New Zealand have agreed to play a pre-World Cup 2015 Test match in Apia, Samoa. It will be the first time that the All Blacks have played a Test in the Pacific Islands in the professional era. But does New Zealand rugby, which has profited from Samoan-born players, owe Samoa this match?
The answer is that New Zealand should play the Pacific Island nations away anyway. If New Zealand are playing a Test against the USA in Chicago prior to their European tour this autumn, they can certainly play Samoa. But this is about respecting Samoa as a rugby nation, not the fulfilling of a charitable act.
New Zealand have benefitted from numerous high-quality players from the Pacific Islands. From Samoa in particular, they have valued the services of the likes of flanker Michael Jones, fellow back-rowers Pat Lam and Jerry Collins, and winger ‘Inga’ Tuigamala.
Less known, however, are the Kiwis who have represented Samoa. Stade Francais full-back Paul Williams, son of 38-cap All Black Bryan Williams is one, and Northampton’s scrum-half Kahn Fotuali’i is another.
But whilst it is important to note that New Zealand-born players have represented Pacific Islands, these are not players the All Blacks miss, whereas they have gained world-class talent from Samoa.
New Zealand have a duty to play in Samoa. In the disparate world of rugby-playing nations, they are geographically proximate and efforts should be made to develop rugby around the globe.
But this duty is not as a result of Samoan-born players representing New Zealand. Whilst protection from poaching players once they have developed into stars should be provided, the International Rugby Board (IRB) and the rugby community cannot reverse trends in global migration.
A more worrying case is that of 5-cap Steffon Armitage, who, after an England exile because of his move to Toulon, may play for France in the 2015 World Cup in England. In this case, Armitage has already played for England and learnt his trade at London Irish. That would be poaching a player, and the IRB ought to step in.
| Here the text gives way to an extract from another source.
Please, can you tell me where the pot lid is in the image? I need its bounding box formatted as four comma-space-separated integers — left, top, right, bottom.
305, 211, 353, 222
Other top-tier nations should help grow the sport. For example, in 2013, England played against a CONSUR “South America XV” featuring players from Argentina, Uruguay, Chile and Brazil prior to their two-match series in Argentina. Similarly, it is good for the sport that New Zealand are preparing for their 2014 European tour with an admittedly lucrative match against the USA.
Adding to the debate of integrating the Pacific Islands more into world rugby, today British and Irish Lions legend Brian O’Driscoll called on the iconic touring team to play a warm-up match there before the 2017 New Zealand series. The idea was well-received by the IRB’s Oceania General Manager William Glenwright, as per MSN Sports:
Rugby is so important to the fabric of the three Pacific Island nations and the strength of the brands of teams like the All Blacks, the Wallabies and the Lions is so strong that to have those countries touring the Pacific Islands sends a message that they matter, that they are an important part of world rugby - and they are.
But, as Matt Butler of The Independent writes: “The decision to play in the Samoan capital Apia has not been taken purely out of altruism. It will form a crucial part of New Zealand’s preparations for their World Cup defence”. In many respects, that is exactly how it should be.
It is astonishing to think that this will be the first time New Zealand will play a Test Match in Fiji, Samoa or Tonga in the professional era. It is long overdue, but it is a good step for the development of our great sport. This is important, but New Zealand do not owe Samoa a Test match out of charity: Samoa deserve it.